Ainda que a nossa circunstância, nas sábias palavras de Ortega y Gasset, seja determinística para o Eu, e esta, nas suas várias vertentes, é imutável (ou não nos está diretamente acessível), na mesma frase sentencial, está nas nossas mãos, também e paradoxalmente, a salvação.
Diagnóstico
E voltamos, de novo, por isso ao tema da Educação (cf. O Ambiente e a Liberdade: conquistas da Educação, Notícias de Viana, 25.04.2024). Proponho-me avaliar algumas das nossas circunstâncias – só as inquestionáveis – e de que forma a Educação – as pode positivamente modelar.
É, pois, indiscutível que nunca estivemos tão capazes, como hoje, de fazer circular mensagens. Diz-se amiúde que estamos ligados como nunca. Do exigente mundo presencial, com forçados heterónimos, temos Eu dispersos, agora também, no mundo desmaterializado proporcionado na Internet, permitindo-nos projeções múltiplas de nós próprios, adaptadas às circunstâncias de cada circunstância digital.
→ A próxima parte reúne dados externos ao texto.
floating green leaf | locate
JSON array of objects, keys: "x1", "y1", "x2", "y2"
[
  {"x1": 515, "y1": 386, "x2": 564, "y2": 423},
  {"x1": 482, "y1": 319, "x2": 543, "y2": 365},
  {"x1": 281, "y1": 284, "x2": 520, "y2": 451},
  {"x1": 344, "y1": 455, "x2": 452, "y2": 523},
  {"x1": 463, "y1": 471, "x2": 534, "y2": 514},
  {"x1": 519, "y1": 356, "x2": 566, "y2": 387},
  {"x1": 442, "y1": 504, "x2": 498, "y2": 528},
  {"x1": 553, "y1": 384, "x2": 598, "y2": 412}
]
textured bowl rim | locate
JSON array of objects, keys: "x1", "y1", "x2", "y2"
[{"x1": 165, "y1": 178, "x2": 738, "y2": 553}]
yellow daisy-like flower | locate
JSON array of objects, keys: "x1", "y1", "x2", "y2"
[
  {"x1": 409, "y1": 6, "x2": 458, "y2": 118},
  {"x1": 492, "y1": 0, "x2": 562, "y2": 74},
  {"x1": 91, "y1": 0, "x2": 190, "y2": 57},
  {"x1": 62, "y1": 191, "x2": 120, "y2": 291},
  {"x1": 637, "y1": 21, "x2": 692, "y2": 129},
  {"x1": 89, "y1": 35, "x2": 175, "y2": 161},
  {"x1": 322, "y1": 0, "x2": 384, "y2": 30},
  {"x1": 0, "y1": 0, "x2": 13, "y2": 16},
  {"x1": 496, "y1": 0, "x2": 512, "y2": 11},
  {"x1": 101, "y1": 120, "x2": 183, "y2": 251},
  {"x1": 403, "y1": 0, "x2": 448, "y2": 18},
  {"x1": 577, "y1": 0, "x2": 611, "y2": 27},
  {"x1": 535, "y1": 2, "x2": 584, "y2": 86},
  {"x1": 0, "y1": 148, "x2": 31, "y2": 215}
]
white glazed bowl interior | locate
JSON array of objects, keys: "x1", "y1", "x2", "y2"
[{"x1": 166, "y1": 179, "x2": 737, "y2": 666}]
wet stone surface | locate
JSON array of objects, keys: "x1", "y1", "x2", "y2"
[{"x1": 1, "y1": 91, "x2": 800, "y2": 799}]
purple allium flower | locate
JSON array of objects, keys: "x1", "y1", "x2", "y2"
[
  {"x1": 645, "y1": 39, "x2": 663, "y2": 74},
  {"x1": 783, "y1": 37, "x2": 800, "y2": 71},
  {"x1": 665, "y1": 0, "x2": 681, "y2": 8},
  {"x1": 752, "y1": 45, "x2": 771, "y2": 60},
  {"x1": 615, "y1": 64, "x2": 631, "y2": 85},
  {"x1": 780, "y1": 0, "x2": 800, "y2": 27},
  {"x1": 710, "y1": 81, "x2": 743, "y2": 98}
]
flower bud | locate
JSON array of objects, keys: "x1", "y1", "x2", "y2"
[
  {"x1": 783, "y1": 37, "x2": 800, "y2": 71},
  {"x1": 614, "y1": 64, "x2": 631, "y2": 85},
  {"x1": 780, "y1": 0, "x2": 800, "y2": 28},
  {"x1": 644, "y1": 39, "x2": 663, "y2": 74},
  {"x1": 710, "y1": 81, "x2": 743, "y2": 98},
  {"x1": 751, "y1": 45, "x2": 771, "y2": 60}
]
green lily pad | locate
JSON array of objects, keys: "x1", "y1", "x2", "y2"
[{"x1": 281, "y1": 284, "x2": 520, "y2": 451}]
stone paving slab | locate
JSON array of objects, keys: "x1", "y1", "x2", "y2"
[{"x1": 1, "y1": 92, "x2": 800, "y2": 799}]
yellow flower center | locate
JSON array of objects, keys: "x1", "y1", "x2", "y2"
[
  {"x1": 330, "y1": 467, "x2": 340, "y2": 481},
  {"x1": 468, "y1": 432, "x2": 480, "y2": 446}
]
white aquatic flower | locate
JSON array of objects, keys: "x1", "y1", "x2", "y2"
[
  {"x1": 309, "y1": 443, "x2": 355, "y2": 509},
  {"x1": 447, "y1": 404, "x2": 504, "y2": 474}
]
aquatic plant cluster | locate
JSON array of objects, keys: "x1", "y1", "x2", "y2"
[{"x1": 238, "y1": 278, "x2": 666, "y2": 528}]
Sem me querer deter em grandes considerações, o resultado do que acabei de descrever (a que se soma um sentimento de coletiva imprudência de que a tecnologia é necessariamente boa e é um caminho que se faz sem desvios ou hesitações), sobra-me uma leitura (com a devida reserva por ser instantânea) de que a nossa presença, desregrada, no mundo digital, seja através do telemóvel ou computador, e em particular nas variadas plataformas de redes sociais, nos tornaram mais ignorantes, mais alienados, mais eticamente pobres, menos empáticos, menos críticos, menos tolerantes. Escrevemos cada vez pior, temos um léxico cada vez mais magro. E como o pensamento assenta em palavras, receio que nos estejamos a tornar menos capazes de pensar. Somos hoje, seguramente, menos Humanos. De alguma forma, a pulverização do controlo sobre a qualidade da informação que circula e nos chega, que tradicionalmente se fazia residir nos autores consagrados, nos homens e mulheres da Ciência, nos Professores ou na Imprensa, hoje traz-nos pacotes de informação cuja autoria não se conhece e principalmente, cuja intenção não se conhece. E se nós adultos, nos cabe a capacidade de não sermos incautos, quanto às nossas crianças e adolescentes – na linguagem de Professor – aos nossos alunos, vejo com grande e inquieta preocupação os efeitos de anos de informação bafejada sem que se conheçam os autores e as motivações.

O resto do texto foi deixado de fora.